YoungestBoy had a great time. By noon, it was all over and by 2:00 p.m., I was heading away from home as fast as I could go.

The Academy Awards

I'd accepted a typing job for the weekend, due Monday morning. I probably shouldn't have agreed to do it, but I did. Saturday morning, no typing. Saturday afternoon, no typing. Saturday night, I began to type but only finished fourteen pages. Fatigue coupled with two sore, cracked, bleeding fingertips stopped me.

Sunday morning, no typing. Sunday afternoon, an hour of typing. But Sunday night (5:30 p.m.!) the Oscars started. What to do? I videotaped the awards and typed, typed, typed. At 10:00 p.m. I stopped typing and sat down to watch the award show. This year I saw four of the five movies nominated for Best Picture (I never did see "The Aviator"), so I was particularly interested in the results.

I watched the entire telecast in about 90 minutes. I fast-forwarded through almost all the acceptance speeches (what was up with receiving an award in the aisle?) and songs. I skipped the lesser awards (short documentaries, etc.) and just watched the main awards. I have to recommend the 90-minute Oscar viewing, too.

It was not until the next day that I saw the repeat showing of E! Entertainment's Red Carpet show with Star Jones. I have always kind of liked Star Jones--I'm pretty sure I'm the only woman in America who does--but why do woman who've lost some weight fail to realize that certain fashions are still not appropriate? As my friend, Lisa, said, "If back fat hangs over the back of the dress, put it back!" And I have to add, do not go sleeveless if your arms are jiggly.

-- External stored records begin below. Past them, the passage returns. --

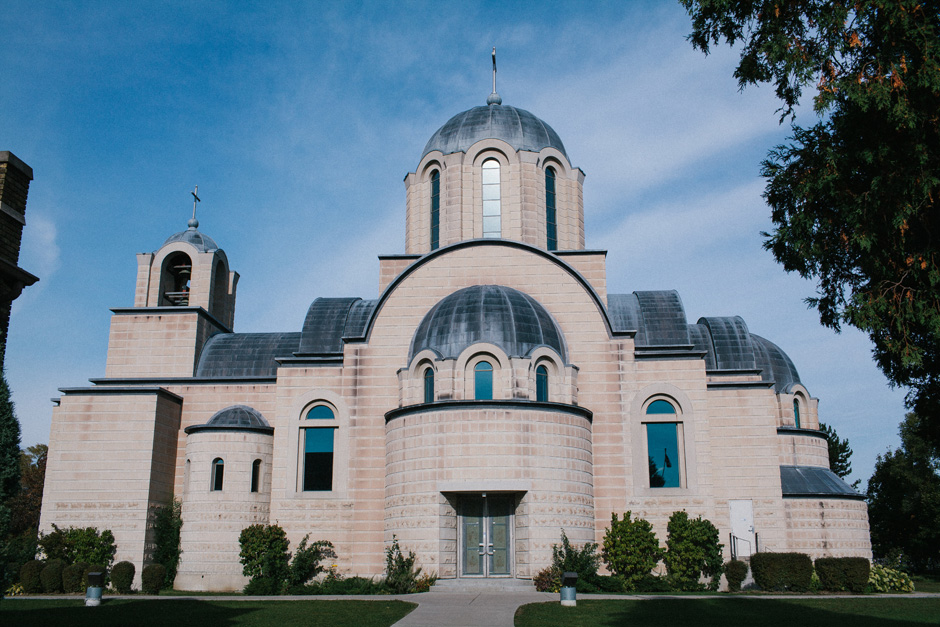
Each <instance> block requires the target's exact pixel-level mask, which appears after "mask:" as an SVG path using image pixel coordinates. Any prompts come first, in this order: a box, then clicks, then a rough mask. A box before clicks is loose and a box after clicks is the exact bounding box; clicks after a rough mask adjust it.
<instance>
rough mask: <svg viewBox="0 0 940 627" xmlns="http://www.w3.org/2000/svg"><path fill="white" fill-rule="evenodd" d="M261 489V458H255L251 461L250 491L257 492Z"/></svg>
mask: <svg viewBox="0 0 940 627" xmlns="http://www.w3.org/2000/svg"><path fill="white" fill-rule="evenodd" d="M260 489H261V460H260V459H256V460H255V461H253V462H251V491H252V492H257V491H258V490H260Z"/></svg>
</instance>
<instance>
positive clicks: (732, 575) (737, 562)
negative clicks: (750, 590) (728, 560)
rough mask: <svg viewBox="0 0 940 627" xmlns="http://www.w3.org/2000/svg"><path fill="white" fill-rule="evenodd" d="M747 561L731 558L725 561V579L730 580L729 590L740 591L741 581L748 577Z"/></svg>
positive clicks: (739, 591)
mask: <svg viewBox="0 0 940 627" xmlns="http://www.w3.org/2000/svg"><path fill="white" fill-rule="evenodd" d="M747 570H748V567H747V562H742V561H740V560H731V561H730V562H725V579H727V580H728V592H740V591H741V583H742V582H743V581H744V580H745V579H746V578H747Z"/></svg>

And please, someone tell me, what has happened to Renee Zellwegger's face? She does not even resemble the woman who played opposite Tom Cruise in "Jerry McGuire." I can't figure it out. Her new face scares me.

I need to get to bed, but I will be compelled to read another chapter of Ice Bound.

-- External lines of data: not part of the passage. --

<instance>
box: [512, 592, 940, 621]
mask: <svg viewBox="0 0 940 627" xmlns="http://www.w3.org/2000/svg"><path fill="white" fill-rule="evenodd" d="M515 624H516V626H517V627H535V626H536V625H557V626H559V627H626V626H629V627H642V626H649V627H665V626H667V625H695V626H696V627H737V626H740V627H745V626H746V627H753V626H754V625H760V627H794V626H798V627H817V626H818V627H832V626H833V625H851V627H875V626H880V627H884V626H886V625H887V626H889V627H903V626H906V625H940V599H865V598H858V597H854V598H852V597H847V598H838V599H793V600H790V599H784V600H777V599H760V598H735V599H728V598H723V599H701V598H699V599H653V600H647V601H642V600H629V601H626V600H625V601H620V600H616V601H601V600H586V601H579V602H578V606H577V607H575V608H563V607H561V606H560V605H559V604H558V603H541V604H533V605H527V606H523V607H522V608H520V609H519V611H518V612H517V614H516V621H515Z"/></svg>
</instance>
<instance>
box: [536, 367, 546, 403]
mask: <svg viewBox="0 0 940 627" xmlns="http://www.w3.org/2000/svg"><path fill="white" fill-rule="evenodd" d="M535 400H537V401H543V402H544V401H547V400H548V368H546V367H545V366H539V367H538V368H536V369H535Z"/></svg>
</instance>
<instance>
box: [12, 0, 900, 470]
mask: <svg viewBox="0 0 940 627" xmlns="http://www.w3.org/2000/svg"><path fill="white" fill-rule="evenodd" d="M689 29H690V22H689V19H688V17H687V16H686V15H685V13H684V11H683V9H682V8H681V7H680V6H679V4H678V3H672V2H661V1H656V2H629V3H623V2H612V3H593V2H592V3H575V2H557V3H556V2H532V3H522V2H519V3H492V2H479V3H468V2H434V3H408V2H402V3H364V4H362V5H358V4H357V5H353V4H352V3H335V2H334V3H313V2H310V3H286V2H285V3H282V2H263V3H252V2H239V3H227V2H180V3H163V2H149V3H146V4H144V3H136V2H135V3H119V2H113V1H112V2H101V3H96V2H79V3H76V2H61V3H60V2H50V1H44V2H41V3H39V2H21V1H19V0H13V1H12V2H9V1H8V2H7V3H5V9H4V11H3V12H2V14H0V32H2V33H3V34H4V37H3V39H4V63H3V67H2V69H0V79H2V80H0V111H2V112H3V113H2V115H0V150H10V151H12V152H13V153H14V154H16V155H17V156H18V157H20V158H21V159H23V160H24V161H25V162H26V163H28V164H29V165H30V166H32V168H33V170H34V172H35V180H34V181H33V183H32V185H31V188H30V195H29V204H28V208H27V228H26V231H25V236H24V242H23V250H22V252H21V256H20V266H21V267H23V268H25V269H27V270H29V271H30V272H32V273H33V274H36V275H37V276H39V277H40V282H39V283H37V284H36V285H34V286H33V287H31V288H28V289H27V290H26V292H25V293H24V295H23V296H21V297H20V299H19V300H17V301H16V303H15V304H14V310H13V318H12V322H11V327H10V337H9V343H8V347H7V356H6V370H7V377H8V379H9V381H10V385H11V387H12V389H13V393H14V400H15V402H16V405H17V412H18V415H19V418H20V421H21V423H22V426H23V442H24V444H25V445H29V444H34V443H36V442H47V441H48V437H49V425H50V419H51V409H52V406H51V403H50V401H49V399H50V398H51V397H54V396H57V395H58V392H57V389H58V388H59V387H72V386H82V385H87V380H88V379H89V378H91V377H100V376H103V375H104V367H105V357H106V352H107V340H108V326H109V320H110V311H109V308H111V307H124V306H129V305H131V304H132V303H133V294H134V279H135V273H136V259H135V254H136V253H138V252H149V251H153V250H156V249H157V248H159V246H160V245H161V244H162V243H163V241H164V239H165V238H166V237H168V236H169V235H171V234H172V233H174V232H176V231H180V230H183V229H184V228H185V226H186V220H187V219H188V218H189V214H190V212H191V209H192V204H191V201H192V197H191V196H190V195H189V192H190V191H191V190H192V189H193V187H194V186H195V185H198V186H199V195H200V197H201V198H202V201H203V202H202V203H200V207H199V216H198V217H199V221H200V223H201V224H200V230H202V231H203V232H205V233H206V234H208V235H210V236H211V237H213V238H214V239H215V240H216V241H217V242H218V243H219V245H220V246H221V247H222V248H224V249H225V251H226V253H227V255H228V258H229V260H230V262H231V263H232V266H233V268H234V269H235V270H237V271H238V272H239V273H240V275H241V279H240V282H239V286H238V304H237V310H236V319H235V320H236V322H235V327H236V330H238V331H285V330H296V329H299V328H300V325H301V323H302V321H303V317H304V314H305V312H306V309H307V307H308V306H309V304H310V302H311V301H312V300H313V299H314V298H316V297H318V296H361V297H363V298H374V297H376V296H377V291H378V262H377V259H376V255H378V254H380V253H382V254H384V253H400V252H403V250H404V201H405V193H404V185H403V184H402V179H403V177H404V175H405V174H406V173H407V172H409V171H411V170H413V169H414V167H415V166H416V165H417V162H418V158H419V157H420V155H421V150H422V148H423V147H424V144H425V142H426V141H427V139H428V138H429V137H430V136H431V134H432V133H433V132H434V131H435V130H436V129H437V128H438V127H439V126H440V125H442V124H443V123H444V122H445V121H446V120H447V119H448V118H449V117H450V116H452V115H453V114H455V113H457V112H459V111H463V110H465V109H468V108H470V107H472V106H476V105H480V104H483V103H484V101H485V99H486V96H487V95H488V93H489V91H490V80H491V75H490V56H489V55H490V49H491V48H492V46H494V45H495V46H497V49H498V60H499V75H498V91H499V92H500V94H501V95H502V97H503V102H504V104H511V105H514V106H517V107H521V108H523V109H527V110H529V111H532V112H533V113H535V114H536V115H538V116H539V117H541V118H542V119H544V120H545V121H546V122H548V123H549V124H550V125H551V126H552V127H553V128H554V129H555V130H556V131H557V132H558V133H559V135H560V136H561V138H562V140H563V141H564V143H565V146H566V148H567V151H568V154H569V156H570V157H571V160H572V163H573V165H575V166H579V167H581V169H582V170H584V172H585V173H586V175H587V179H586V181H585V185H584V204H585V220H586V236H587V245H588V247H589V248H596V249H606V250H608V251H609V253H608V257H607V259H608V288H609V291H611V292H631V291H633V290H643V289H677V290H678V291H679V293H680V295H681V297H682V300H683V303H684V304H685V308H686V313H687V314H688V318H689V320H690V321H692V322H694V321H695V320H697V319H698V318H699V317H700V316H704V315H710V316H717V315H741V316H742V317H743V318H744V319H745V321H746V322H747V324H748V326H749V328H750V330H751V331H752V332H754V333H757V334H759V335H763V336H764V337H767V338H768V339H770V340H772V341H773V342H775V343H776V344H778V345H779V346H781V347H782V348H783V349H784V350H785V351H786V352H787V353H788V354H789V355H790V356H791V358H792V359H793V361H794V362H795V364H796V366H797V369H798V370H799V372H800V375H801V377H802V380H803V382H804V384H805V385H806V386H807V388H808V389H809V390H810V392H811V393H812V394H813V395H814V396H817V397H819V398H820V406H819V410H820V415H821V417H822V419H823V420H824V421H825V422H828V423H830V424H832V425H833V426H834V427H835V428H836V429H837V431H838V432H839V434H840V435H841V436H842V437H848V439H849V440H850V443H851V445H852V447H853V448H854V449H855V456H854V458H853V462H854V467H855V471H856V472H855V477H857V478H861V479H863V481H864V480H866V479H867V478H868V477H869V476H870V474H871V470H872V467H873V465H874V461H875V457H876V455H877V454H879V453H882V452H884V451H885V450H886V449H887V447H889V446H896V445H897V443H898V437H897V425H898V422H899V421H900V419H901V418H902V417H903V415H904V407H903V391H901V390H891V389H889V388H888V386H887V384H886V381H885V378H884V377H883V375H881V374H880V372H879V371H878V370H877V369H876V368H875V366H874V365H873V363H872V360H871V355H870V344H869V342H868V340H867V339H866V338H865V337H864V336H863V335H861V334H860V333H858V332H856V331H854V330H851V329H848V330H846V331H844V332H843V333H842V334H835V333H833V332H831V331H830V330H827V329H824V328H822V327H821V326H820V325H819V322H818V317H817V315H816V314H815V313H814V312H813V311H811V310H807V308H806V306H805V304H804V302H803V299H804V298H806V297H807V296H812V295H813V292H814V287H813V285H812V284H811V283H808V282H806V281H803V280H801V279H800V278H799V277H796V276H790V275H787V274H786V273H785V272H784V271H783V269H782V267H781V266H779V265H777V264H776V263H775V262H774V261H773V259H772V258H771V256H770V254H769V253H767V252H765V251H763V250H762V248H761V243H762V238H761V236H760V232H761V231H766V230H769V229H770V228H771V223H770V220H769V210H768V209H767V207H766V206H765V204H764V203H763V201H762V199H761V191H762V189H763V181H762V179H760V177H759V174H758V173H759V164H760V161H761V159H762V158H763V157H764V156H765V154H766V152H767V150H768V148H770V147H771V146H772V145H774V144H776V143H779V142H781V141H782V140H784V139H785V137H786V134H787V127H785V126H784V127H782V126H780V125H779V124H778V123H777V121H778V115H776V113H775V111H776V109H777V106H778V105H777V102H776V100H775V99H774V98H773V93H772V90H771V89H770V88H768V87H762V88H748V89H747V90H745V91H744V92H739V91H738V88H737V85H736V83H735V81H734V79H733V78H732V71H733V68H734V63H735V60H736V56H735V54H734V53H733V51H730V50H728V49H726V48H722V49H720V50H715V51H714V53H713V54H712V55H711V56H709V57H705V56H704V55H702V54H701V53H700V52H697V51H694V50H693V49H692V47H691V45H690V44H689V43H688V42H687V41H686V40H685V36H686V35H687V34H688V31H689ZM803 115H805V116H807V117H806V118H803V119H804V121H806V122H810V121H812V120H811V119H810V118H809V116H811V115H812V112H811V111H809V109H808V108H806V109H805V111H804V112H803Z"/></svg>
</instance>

By the way, my family room smells musty, but the ceiling is drying. I'm glad to hear I'm not the only one who forgets to turn off a faucet, though.

Walking Before Dawn: A Public Service Announcement (Okay, I'm Bragging)

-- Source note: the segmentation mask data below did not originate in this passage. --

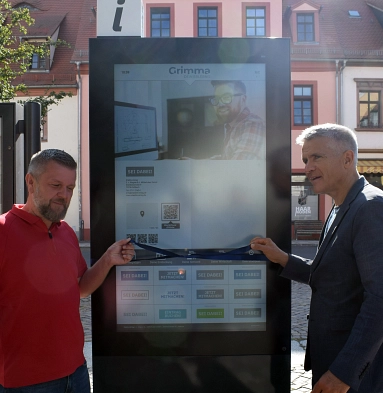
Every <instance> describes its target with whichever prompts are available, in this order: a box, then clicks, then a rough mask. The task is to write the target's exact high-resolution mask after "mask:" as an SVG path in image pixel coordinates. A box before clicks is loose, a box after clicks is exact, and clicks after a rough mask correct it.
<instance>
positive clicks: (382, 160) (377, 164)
mask: <svg viewBox="0 0 383 393" xmlns="http://www.w3.org/2000/svg"><path fill="white" fill-rule="evenodd" d="M358 172H359V173H382V174H383V160H358Z"/></svg>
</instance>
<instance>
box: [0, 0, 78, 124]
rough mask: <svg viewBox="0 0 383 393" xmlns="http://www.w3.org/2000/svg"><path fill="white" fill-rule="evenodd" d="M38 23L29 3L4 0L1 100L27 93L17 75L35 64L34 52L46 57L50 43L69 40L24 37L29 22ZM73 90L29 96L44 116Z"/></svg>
mask: <svg viewBox="0 0 383 393" xmlns="http://www.w3.org/2000/svg"><path fill="white" fill-rule="evenodd" d="M33 24H34V19H33V18H32V17H31V15H30V13H29V9H28V8H26V7H20V8H12V6H11V4H10V3H9V1H8V0H0V102H7V101H10V100H12V99H13V98H15V97H16V94H17V92H24V93H27V92H28V89H27V86H25V84H23V83H18V84H14V83H13V82H14V81H15V79H16V78H17V77H18V76H20V75H23V74H24V73H26V72H27V70H28V68H29V66H30V65H31V61H32V55H33V54H38V55H39V56H41V57H45V56H47V55H48V54H49V48H50V45H61V44H66V43H65V42H64V41H61V40H58V41H56V42H52V41H49V40H48V41H47V42H45V43H39V44H36V43H31V42H28V41H27V40H20V39H19V37H20V36H22V35H24V36H25V35H27V32H28V26H31V25H33ZM66 96H71V94H70V93H68V94H67V93H65V92H59V93H55V92H54V91H52V92H51V93H50V94H49V95H48V96H47V97H46V96H40V97H37V98H32V99H28V101H36V102H39V103H40V104H41V108H42V116H44V115H46V113H47V111H48V106H49V105H52V104H56V105H57V104H58V102H59V101H60V100H61V99H63V98H64V97H66Z"/></svg>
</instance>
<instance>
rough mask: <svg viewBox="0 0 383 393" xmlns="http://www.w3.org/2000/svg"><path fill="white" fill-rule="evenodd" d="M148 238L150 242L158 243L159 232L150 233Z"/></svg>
mask: <svg viewBox="0 0 383 393" xmlns="http://www.w3.org/2000/svg"><path fill="white" fill-rule="evenodd" d="M148 240H149V244H158V234H157V233H149V235H148Z"/></svg>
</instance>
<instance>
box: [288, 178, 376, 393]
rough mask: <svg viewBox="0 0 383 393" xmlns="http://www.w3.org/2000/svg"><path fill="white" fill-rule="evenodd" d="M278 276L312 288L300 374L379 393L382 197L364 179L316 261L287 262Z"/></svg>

This is my second week of getting up at 5:15 a.m. to walk. My shins don't hurt anymore. Besides that, I've realized there are hidden benefits to walking before the sun even rises.

1) It's dark. No one can see exactly how scary I look. If you are embarrassed to be seen walking around town, I recommend walking in the dark.
2) By 7:00 a.m., you're finished. No bargaining with yourself all day, saying to yourself, Tonight, I will exercise. When the day ends, you can collapse without guilt.
3) You feel virtuous and can casually mention your pre-dawn walks and people will be impressed.

Those are just the benefits of walking at 5:30 a.m.--these are in addition to the well-known health benefits of walking. And if I can do it, so can you. I am not a morning person, but having a walking buddy gives me a reason to get out of bed. She is waiting for me. I have to get up and get moving. Even in the rain. Even when it's frosty out.

I just know for sure that I don't want to grow up and be my mother, who at age 62 has a handicapped parking tag on her car because she can't get around very well anymore. After all, my grandmother is turning 99 next week and I could very well have another fifty years to live.

So, in eight hours, I'll be heading for the hills--quite literally.